L'album solo de Nicola Sirkis nous amène "Dans la lune"

Qu'ont en commun les groupes Tears for fears, Sparks, Tom Tom Club et Japan? Réponse : une de leurs chansons, souvent peu connue, est reprise sur le premier album solo de Nicola Sirkis, chanteur et parolier du célèbre groupe français Indochine.

Un album intitulé Dans la lune qui est sans doute le premier du genre à s'adresser d'abord à ceux et celles qui ont découvert la musique quelque part entre 1973 et 1983.

Si vous préférez, à ceux et celles pour qui musique voulait surtout dire punk et new wave. Ceux et celles pour qui George Harrison n'était pas à priori un membre des Beatles, mais celui qui avait écrit Give Me Love (Give Me Peace on Earth).
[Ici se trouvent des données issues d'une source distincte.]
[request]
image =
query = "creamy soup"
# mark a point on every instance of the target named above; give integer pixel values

Ceux et celles pour qui le premier grand succès connu des Rolling Stones s'intitulait... Angie.

"J'ai interprété une quarantaine de chansons qui m'avaient marqué pendant mon adolescence, explique Sirkis qui vient d'entamer la trentaine.
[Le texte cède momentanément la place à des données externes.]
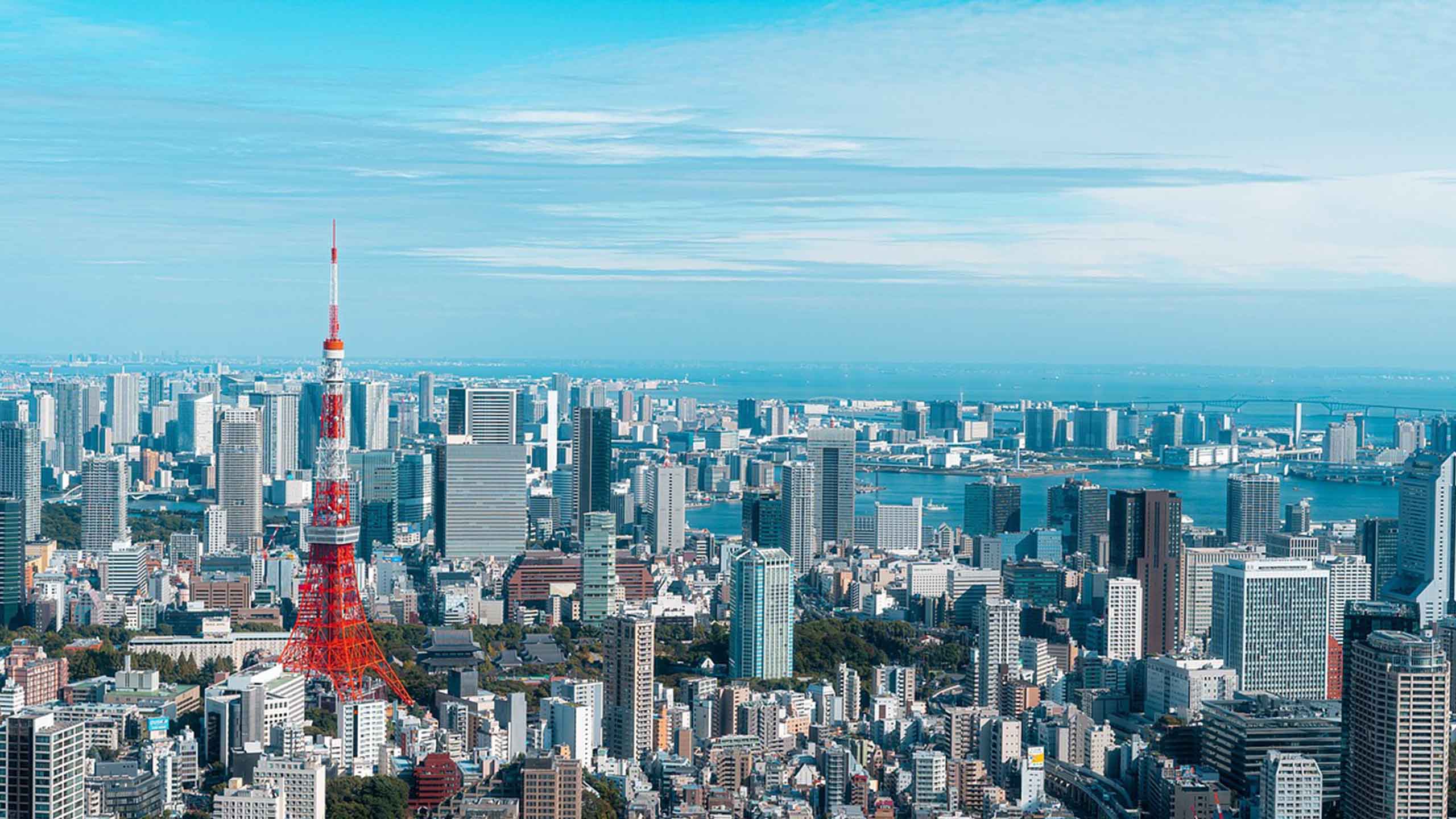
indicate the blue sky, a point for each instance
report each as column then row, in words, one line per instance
column 1069, row 183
Des trucs de David Bowie, de Roxy Music, même de Dylan, enregistrés en prise "live" (en direct), avec les Valentins (les musiciens d'Étienne Daho), dont l'excellente guitariste Edith Fambuena), Philippe Eidel (le collaborateur de toujours), le batteur de Lloyd Cole et le bassiste de Madness."

Des quarante, Sirkis en a retenu onze, soit deux françaises et neuf anglaises dont trois qu'il a adaptées en français. C'est le cas notamment d'Alice dans la lune, écrite à l'origine par le groupe Young Marble Giants (formation mythique dont le seul véritable album est sorti en 1980, en quelque sorte les ancêtres des Cowboy Junkies) et qui est le premier extrait et vidéoclip du disque.

"Pour ce clip, je voulais qu'on voit de très jeunes filles qui font vraiment quelque chose. Elles jouent donc de la guitare, de la batterie, du piano. Et elles jouent vraiment. Je leur ai appris les accords et, en quelques heures, ça y était."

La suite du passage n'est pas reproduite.